Isman juga menyampaikan bahwa memahami batasan kepatuhan terhadap imam sangat penting dalam salat lintas mazhab. Dalam hal yang bersifat furu’iyah (cabang), umat Islam diajarkan untuk tetap menjaga toleransi, tanpa harus mengorbankan prinsip dasar mazhab yang dianut.
Kajian ini, menurut Isman, sekaligus menjadi bentuk edukasi fikih lintas mazhab yang cerdas dan mencerahkan. Ia berharap warga Muhammadiyah serta civitas akademika UMS dapat memahami perbedaan-perbedaan ini secara arif dan ilmiah.

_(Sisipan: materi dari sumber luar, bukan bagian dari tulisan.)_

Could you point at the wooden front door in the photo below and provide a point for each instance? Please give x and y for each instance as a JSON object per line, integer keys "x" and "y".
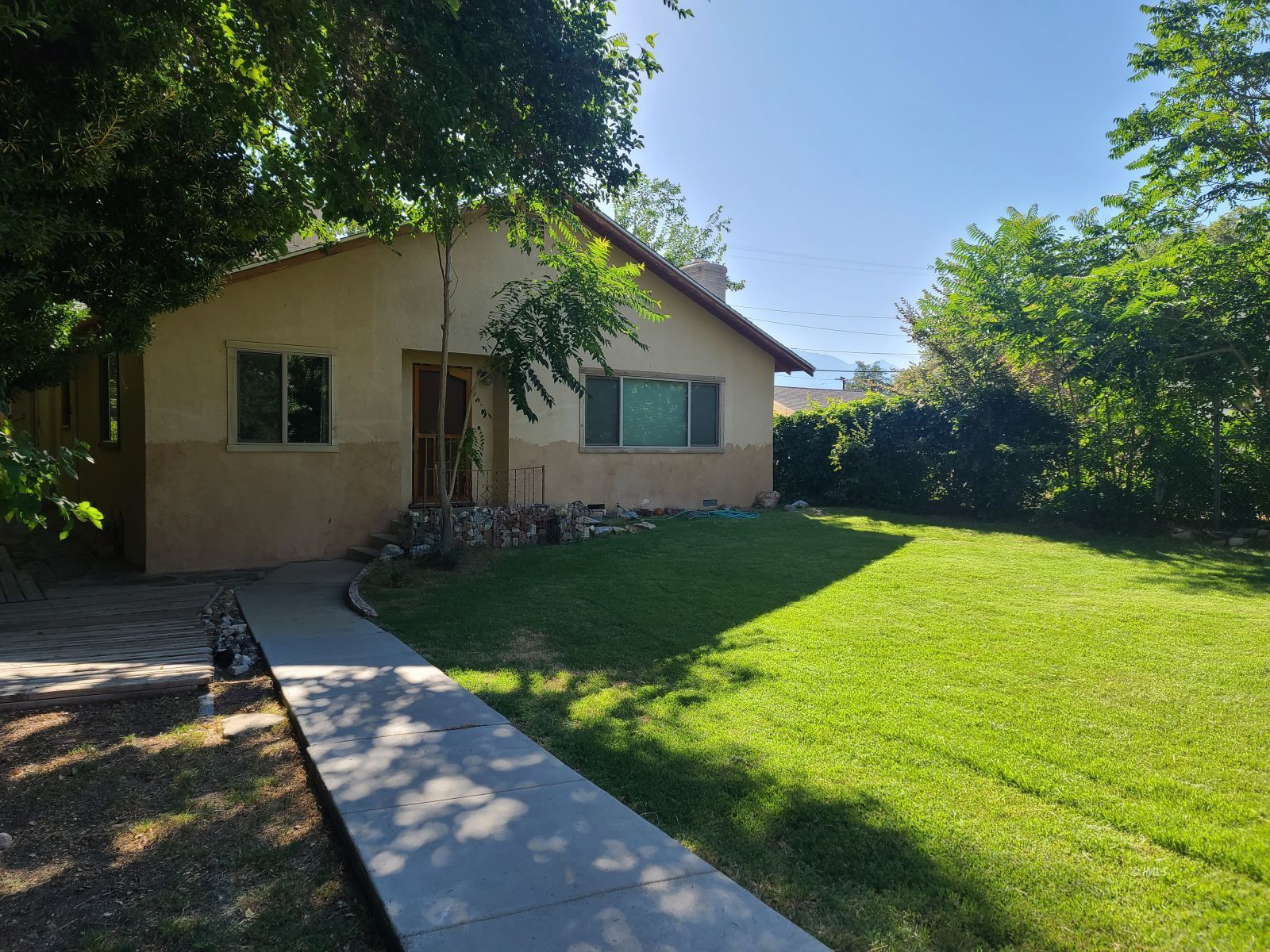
{"x": 457, "y": 395}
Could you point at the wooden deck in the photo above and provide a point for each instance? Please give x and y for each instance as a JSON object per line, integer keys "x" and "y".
{"x": 103, "y": 643}
{"x": 16, "y": 584}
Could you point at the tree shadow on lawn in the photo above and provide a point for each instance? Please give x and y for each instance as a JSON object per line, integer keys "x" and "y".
{"x": 135, "y": 827}
{"x": 583, "y": 647}
{"x": 629, "y": 606}
{"x": 1187, "y": 566}
{"x": 841, "y": 863}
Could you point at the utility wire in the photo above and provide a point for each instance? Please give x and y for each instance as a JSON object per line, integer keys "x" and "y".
{"x": 829, "y": 267}
{"x": 818, "y": 314}
{"x": 837, "y": 260}
{"x": 838, "y": 330}
{"x": 872, "y": 353}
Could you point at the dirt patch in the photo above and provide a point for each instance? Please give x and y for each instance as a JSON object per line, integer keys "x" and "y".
{"x": 137, "y": 825}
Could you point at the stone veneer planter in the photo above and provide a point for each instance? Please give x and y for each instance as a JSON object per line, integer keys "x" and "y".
{"x": 498, "y": 527}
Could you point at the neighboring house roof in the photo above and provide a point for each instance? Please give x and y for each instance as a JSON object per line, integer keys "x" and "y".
{"x": 787, "y": 361}
{"x": 789, "y": 400}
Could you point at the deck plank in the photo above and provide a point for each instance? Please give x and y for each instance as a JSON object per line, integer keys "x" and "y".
{"x": 29, "y": 587}
{"x": 102, "y": 644}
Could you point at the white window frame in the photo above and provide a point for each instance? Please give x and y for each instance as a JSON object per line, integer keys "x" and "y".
{"x": 690, "y": 378}
{"x": 233, "y": 444}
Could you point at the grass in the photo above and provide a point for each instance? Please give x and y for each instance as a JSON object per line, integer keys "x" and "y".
{"x": 902, "y": 734}
{"x": 139, "y": 827}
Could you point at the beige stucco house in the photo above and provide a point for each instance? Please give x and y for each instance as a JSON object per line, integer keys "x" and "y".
{"x": 292, "y": 416}
{"x": 791, "y": 400}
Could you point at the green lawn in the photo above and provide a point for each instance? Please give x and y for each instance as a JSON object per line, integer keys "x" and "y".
{"x": 902, "y": 733}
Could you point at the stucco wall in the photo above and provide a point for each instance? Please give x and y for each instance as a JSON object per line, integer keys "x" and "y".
{"x": 379, "y": 313}
{"x": 692, "y": 343}
{"x": 114, "y": 480}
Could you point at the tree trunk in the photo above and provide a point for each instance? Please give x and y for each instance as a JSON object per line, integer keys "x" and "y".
{"x": 1217, "y": 463}
{"x": 448, "y": 283}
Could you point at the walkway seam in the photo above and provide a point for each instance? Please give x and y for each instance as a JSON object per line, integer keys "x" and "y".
{"x": 501, "y": 844}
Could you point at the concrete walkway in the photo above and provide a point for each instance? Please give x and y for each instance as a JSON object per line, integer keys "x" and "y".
{"x": 471, "y": 835}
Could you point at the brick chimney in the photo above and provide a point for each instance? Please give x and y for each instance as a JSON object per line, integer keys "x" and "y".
{"x": 709, "y": 274}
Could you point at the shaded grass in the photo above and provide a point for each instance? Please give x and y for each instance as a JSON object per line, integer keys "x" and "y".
{"x": 139, "y": 827}
{"x": 903, "y": 734}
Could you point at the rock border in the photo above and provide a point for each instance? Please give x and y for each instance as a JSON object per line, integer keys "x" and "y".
{"x": 355, "y": 594}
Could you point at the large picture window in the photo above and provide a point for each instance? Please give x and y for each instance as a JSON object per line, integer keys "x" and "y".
{"x": 279, "y": 399}
{"x": 652, "y": 413}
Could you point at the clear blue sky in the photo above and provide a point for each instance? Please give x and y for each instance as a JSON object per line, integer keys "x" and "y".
{"x": 873, "y": 133}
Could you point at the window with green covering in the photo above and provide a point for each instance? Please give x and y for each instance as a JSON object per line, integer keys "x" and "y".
{"x": 279, "y": 399}
{"x": 653, "y": 413}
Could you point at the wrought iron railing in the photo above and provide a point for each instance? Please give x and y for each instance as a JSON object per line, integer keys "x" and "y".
{"x": 518, "y": 488}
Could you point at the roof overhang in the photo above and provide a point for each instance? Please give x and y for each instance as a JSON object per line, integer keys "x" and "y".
{"x": 787, "y": 361}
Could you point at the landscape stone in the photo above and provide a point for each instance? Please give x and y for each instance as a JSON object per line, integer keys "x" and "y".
{"x": 454, "y": 861}
{"x": 706, "y": 913}
{"x": 237, "y": 725}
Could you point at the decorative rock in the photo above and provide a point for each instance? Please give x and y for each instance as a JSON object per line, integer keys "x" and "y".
{"x": 235, "y": 725}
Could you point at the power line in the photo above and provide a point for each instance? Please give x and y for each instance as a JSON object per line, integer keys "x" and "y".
{"x": 838, "y": 330}
{"x": 837, "y": 260}
{"x": 819, "y": 314}
{"x": 829, "y": 267}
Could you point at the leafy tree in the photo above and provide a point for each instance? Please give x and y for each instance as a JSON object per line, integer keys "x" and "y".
{"x": 29, "y": 479}
{"x": 1206, "y": 139}
{"x": 654, "y": 211}
{"x": 870, "y": 378}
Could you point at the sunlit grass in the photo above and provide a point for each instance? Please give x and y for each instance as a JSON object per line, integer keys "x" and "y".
{"x": 140, "y": 825}
{"x": 903, "y": 734}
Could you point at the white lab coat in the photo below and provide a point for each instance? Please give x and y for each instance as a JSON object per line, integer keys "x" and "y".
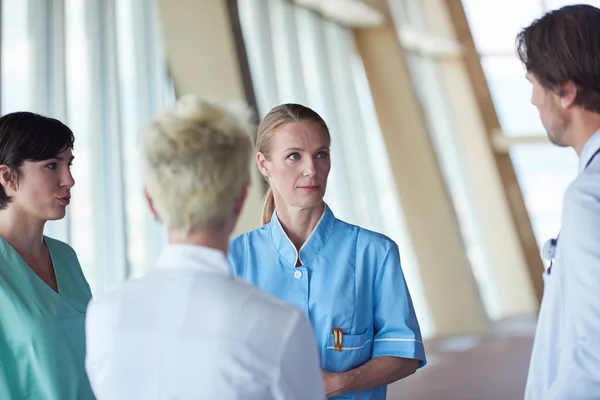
{"x": 190, "y": 330}
{"x": 565, "y": 362}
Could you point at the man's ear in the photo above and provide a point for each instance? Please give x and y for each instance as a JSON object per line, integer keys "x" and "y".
{"x": 8, "y": 179}
{"x": 241, "y": 200}
{"x": 568, "y": 94}
{"x": 261, "y": 161}
{"x": 151, "y": 205}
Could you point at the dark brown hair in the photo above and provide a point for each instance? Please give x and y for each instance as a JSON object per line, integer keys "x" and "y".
{"x": 562, "y": 46}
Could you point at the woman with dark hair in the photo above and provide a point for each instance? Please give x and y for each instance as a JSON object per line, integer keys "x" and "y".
{"x": 43, "y": 293}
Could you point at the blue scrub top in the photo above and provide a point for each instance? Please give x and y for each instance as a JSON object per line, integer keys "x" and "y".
{"x": 350, "y": 278}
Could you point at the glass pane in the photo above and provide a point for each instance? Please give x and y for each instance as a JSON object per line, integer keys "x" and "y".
{"x": 428, "y": 87}
{"x": 83, "y": 237}
{"x": 16, "y": 57}
{"x": 544, "y": 172}
{"x": 554, "y": 4}
{"x": 511, "y": 93}
{"x": 495, "y": 24}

“Kita tidak sedang menegasikan amaliah umat Islam lainnya, tetapi ingin menunjukkan bahwa pilihan tarjih didasarkan pada argumentasi ilmiah dan komitmen keilmuan yang kuat,” pungkasnya.
Narasi yang disampaikan Isman mencerminkan semangat tarjih Muhammadiyah dalam menjawab persoalan fikih secara sistematis, hati-hati, dan tetap terbuka pada keragaman pendapat dalam Islam. Pendekatan ini sangat relevan dalam konteks masyarakat majemuk dan dinamis seperti Indonesia saat ini, di mana praktik salat berjamaah sering kali mempertemukan umat dari berbagai latar belakang mazhab.